Air force inducts 70km range surface-to-air missile system
The Indian Air Force on Thursday inducted a medium range surface-to-air-missile (MRSAM) system capable of knocking out aerial threats such as enemy fighter jets, missiles, helicopters and unmanned aerial vehicles at a range of 70 km. Defence minister Rajnath Singh described the capability as a “game changer” in air defence.
India and Israel have jointly developed MRSAM or the Barak 8 air defence system that includes advanced radar, command and control systems, and mobile launchers. The missile is powered by a locally-developed rocket motor and control system for high manoeuvrability in the terminal phase.
“With the handing over of the MRSAM system to IAF, we have taken a giant leap towards achieving ‘Atmanirbhar Bharat’ (self-reliant India). The MRSAM will prove to be a game changer in air defence,” Singh said at the induction ceremony in Jaisalmer.
The system has been developed jointly by the Israel Aerospace Industries and the Defence Research and Development Organisation (DRDO). Other firms involved in the project include Israeli firm Rafael, Bharat Electronics Limited, Bharat Dynamics Limited and Larsen & Toubro.
DRDO chief G Satheesh Reddy handed over the first firing unit of the system to IAF chief Air Chief Marshal RKS Bhadauria in Singh’s presence.
“The system is capable of hitting multiple targets simultaneously up to a range of 70 km, even in bad weather. Its success in a string of stringent tests is a proof of its reliability,” the defence minister said.
A naval version of MRSAM is already deployed on a few Indian warships to boost their anti-air warfare capabilities. The army too has placed orders for the MRSAM but it has not yet inducted the system. India and Israel have inked separate deals worth around $3 billion over the last four years for advanced surface-to-air missile systems for the three services.
“The MRSAM system was long awaited. Its induction now will boost the IAF’s air defence capability significantly. The impending arrival of the S-400 missile defence systems from Russia will make those capabilities even more formidable,” said Air Vice Marshal Manmohan Bahadur (retd), former additional director general, Centre for Air Power Studies.

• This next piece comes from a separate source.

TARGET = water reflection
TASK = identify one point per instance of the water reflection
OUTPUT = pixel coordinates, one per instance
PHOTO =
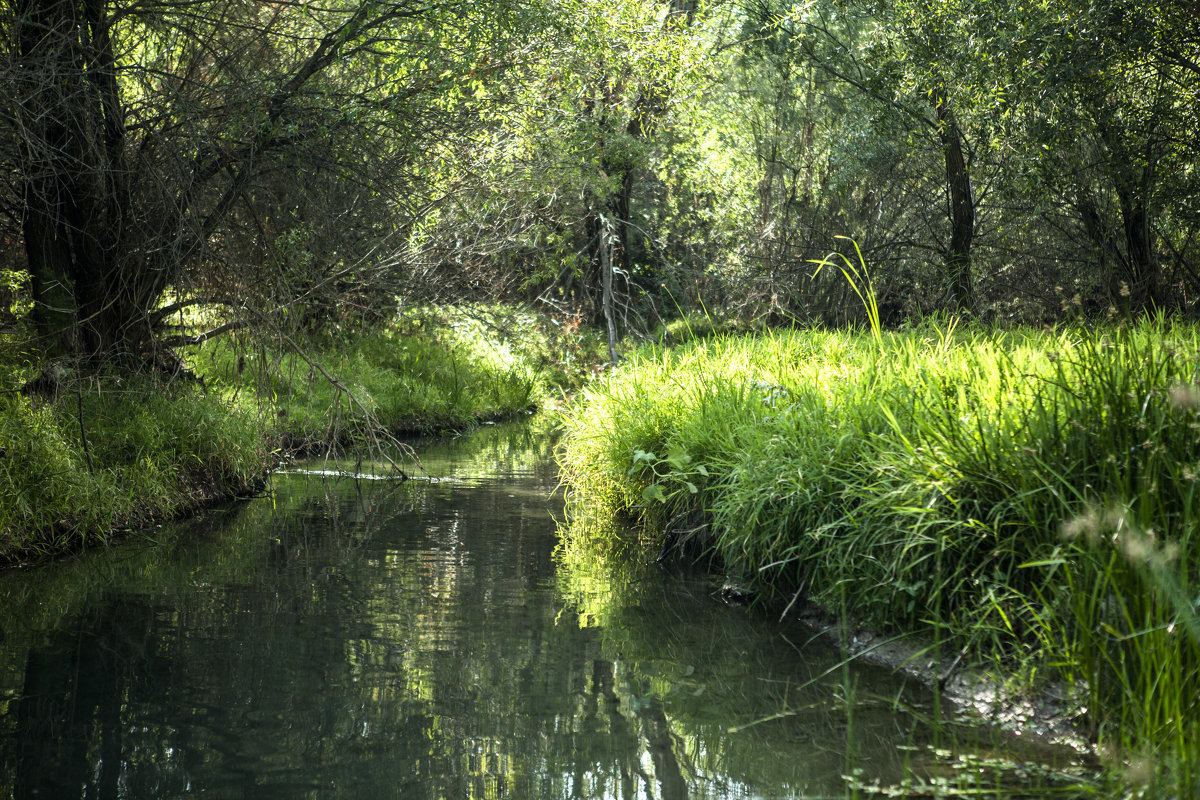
(373, 639)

India is set to soon begin induction of the S-400 Triumf air defence missile systems ordered from Russia in October 2018. New Delhi has placed orders for five such missile systems capable of destroying a variety of aerial threats, including enemy fighter jets and missiles, at a range of 400 km, and expects the first deliveries by the year-end.
Singh said MRSAM was one of the best missile systems available globally and the project highlighted the close partnership between Indian and Israel in the defence sector. The minister said the MRSAM project strengthened the defence industrial bases of both India and Israel, and was “a win-win situation” for both countries. It has also led to the creation of new test facilities and other infrastructure in the country, he said.
Israel has been among India’s top three arms suppliers during the last five years, according to a report published by the Stockholm International Peace Research Institute (Sipri) in March 2021. India’s top three arms suppliers during 2016-20 were Russia (accounting for 49% of India’s imports), France (18%) and Israel (13%).
Singh said geo-political changes impacted trade, economy, power politics and the security scenario. “In such a situation, strengthening our security and self-reliance has become a necessity, not an achievement.”
The minister said the global scenario was transforming very fast. “Equations between countries are also changing rapidly according to their interests. Whether it is the South China Sea, Indian Ocean Region, Indo-Pacific or Central Asia, uncertainty can be seen everywhere,” Singh said.
The MRSAM induction ceremony took place after Singh and minister for road transport and highways Nitin Gadkari jointly inaugurated an emergency landing facility for the IAF on the Satta-Gandhav stretch of NH-925A near Barmer. The two ministers also witnessed aircraft operations on the new landing facility, which supports landing of all aircraft in the air force’s fighter and transport fleets.